Uncover Several Hardly Known Foods For Insomnia That Can Help You Sleep Much Better

Are you aware that there happens to be foods for insomnia, and also a number of the various foods you eat can certainly have a substantial impact on your sleep at night?

Here is an example. Think of the Atkins diet program which took the dieting world by storm A few years ago. The reason why it was widely used was mainly because it was effective. Countless people lost excess fat on the Atkins meal plan which urged it's readers to indulge in plenty of meat and several other protein sources along with foods high in fat for instance fried eggs and sausages. On the forbidden list were bread, pasta and similar carbs.

What's all this got to do with sleep? It turned out that several individuals on the Atkins diet noticed they were having trouble falling asleep at night even if they'd never until now had sleep problems. The reason being their carbs were so restricted, they developed a disorder called "Serotonin Deficiency Syndrome"

Serotonin is a neurotransmitter formed by the body as a result of consuming foods which contain the amino acid tryptophan. Tryptophan is commonly found in foods containing carbohydrates like rice, pasta and bread. If your daily diet is too low in carbohydrates you will likely be deficient in serotonin.

Serotonin is transmuted into melatonin via the pineal gland. Melatonin is the sleep hormone that regulates our circadian cycle. Without melatonin, our sleep-wake cycle is damaged.

So that is why it's recommended to have a high protein breakfast together with lunch and save the carbs like pasta, rice and potatoes for an evening meal.

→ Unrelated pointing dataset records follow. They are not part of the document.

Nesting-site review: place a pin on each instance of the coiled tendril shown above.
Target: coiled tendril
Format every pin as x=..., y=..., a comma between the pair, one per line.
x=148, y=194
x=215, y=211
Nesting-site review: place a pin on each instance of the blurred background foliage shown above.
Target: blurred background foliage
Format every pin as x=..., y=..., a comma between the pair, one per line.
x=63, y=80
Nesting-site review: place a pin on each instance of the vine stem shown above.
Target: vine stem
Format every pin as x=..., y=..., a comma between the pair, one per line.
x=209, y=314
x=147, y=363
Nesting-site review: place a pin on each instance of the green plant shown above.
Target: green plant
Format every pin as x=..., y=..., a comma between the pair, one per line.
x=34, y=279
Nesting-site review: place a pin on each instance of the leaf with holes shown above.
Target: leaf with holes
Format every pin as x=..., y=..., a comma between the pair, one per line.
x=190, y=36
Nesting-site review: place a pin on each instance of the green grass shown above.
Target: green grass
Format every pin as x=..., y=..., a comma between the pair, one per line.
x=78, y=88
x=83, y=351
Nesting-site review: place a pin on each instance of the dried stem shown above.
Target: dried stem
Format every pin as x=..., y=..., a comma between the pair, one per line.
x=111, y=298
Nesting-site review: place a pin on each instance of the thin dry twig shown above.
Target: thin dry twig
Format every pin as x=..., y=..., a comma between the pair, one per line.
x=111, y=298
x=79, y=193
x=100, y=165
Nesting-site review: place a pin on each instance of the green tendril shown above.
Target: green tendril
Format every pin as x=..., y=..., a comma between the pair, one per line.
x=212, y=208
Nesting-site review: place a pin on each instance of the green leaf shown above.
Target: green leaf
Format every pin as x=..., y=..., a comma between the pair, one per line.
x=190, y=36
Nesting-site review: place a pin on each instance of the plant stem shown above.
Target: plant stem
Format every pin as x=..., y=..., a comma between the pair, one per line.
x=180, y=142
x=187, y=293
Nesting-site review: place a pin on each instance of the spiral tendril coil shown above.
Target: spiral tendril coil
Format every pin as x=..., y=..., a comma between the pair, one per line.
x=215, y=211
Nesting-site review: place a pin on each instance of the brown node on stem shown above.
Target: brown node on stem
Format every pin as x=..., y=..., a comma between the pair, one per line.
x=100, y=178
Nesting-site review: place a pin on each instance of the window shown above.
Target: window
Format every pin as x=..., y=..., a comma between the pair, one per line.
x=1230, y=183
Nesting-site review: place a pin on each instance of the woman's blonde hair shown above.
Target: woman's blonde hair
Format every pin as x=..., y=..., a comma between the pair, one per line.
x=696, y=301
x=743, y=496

Alternative foods for insomnia that contain serotonin consist of dairy products like cottage cheese, cheese and milk, soy products, seafood, poultry, whole grains, beans, rice, hummus, lentils, hazelnuts, peanuts, eggs, sesame and sunflower seeds.

Foods that are more likely to keep us awake contain tyramine. Tyramine is an amino acid that triggers the release of a brain stimulant called norepinephrine, which experts claim can keep us restless all night long. Tyramine foods include things like ham, bacon, sausages, cheese, aubergines, tomatoes, red wine, peppers, smoked meats, fish and, (unfortunately), chocolate.

How about our drinks? Almost all of us realize we should not drink coffee, tea or cola before bed, but how about the apparently healthy energy drinks? Such as the ones that give you wings? Energy drinks can cause regularly occurring insomnia, especially among adolescents who use them to stay awake for a longer period and study better. Makers of these so called "beneficial" drinks purposely target our young people with their marketing.

These energy drinks are highly addictive and have high levels of both caffeine and taurine. Taurine is another amino acid that causes an alert state. These drinks turn out to be particularly dangerous if alcohol is included. That is because you're combining the energy drink, which is made up of stimulating elements, and alcohol which is a depressant. We really don't need these drinks to experience energy. All we are getting are restless nights, even if we consume them in the early morning.

All we essentially require for energy is water, the right foods and sufficient rest. Eating the appropriate foods for insomnia and staying away from energy drinks can drastically benefit your sleep. Give it a try!